Developing Curriculum Based on Global Initiatives
When new frameworks and updates are introduced to security practitioners, it can create challenges for curriculum developers. For example, why do some organizations choose one learning framework over another? Key says it boils down to what will work best in your sector.
For instance, curriculum based around risk management are best suited to follow NIST or ECSF for high-risk industries. These industries can include critical infrastructures that are required to adhere to regulations like GDPR. Therefore, the learning and development for these sectors require different competencies and skill development.
“The ECSF ensures that everyone shares the same perspective of cybersecurity roles and skills regardless of geographical and sector-specific barriers,” said Fabio Di Franco, cybersecurity officer, ENISA. “It provides the basis on which organizations, educational institutions and individuals can align their efforts and strategies, promoting a stronger cybersecurity ecosystem. This allows organizations to harmonize their practices with industry standards, learning providers to create curriculum customized for specific skills and individuals to gain valuable insights to bridge skills gaps.”
Frameworks such as the ECSF and NIST are often designed on a broader range. Other frameworks are more specific. The Skills Framework for the Information Age (SFIA), for example, focuses on cloud security skills. If this is not an established business need, this framework will not be necessary and training and development for that sector may not include it.
Managed services providers (MSPs) are another example. MSPs can adopt multiple frameworks to ensure they are able to support clients across a variety of industries. This could drive their training initiatives to closing skills gaps across multiple frameworks and industries.
Implementing Diverse Learning Experiences Globally
When it comes to implementing diverse learning experiences, the organizations that build curriculum for practitioners throughout the security industry should take the lead. It becomes the task of these organizations to implement curriculum plans that support several industries and frameworks in order to ensure they are upskilling people to fill cyber job vacancies. In order to accomplish that, many learning and development organizations build multiple security frameworks into their curriculum.

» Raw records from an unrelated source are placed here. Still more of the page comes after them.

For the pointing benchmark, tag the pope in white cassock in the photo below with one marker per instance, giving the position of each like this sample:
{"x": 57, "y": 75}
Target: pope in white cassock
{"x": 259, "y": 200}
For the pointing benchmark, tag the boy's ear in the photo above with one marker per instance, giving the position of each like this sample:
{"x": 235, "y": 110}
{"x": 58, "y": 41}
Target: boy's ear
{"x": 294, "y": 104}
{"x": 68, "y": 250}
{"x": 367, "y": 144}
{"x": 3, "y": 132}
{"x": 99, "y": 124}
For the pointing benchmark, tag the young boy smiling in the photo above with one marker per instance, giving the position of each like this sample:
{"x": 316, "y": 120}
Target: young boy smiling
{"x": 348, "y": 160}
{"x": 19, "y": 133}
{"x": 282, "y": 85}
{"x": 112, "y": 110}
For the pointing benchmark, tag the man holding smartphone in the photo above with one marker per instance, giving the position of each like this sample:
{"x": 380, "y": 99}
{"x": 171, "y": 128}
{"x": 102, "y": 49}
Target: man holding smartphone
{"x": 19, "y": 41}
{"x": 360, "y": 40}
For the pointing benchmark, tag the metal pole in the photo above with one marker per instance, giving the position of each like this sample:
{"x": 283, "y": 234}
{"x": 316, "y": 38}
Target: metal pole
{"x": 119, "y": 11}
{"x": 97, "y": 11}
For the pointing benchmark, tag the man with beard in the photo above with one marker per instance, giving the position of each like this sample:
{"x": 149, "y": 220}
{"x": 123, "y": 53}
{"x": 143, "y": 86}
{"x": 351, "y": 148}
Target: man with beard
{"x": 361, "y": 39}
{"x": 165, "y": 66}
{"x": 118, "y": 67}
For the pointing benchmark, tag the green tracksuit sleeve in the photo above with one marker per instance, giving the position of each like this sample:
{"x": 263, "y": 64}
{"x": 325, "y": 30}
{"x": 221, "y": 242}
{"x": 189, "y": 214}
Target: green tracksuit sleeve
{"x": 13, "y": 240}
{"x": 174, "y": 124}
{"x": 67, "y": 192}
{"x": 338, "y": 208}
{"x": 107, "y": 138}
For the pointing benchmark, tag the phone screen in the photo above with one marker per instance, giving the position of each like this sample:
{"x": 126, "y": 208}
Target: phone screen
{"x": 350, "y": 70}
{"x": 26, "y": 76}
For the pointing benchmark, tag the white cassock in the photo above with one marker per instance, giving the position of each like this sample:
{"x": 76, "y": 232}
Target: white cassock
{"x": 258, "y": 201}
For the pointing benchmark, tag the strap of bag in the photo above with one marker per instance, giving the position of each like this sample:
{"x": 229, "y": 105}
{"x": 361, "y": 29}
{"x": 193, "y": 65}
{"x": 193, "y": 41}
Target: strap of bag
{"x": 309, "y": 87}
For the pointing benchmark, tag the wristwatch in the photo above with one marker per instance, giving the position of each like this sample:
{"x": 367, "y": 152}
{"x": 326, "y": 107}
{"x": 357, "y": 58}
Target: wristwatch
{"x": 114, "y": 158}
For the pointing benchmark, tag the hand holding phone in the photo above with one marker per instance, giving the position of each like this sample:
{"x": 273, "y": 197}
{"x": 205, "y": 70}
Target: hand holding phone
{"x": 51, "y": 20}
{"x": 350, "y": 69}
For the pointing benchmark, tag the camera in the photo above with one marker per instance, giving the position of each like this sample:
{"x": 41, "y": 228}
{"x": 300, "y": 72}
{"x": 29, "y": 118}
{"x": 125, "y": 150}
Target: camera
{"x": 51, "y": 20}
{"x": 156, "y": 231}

It's also important for these institutions to ensure that professionals understand the basics of security and how to apply that knowledge to these frameworks. Cybersecurity practitioners will be more successful adhering to frameworks like NIST, the ECSF and GDPR if they understand why these laws exist and how they work.
In addition to the knowledge behind global cyber directives, experts must also emphasize the need for hands-on skills.
“Labs for skills are very popular to prove your skill set because we're talking about skills, competencies and technical labs – instances where not everyone needs technical expertise,” said Di Franco. “Maybe there is governance and compliance with other kinds of expertise, like more communication skills. This is where an apprenticeship is one way that people can get involved with the lab.”
We are more connected on a global scale than ever before. We need to band together to combat international cybercrime. One way to do that is to ensure that the learning industry develops a curriculum that can provide a multi-framework approach to ensure that cybersecurity professionals have a solid knowledge base and understand these processes.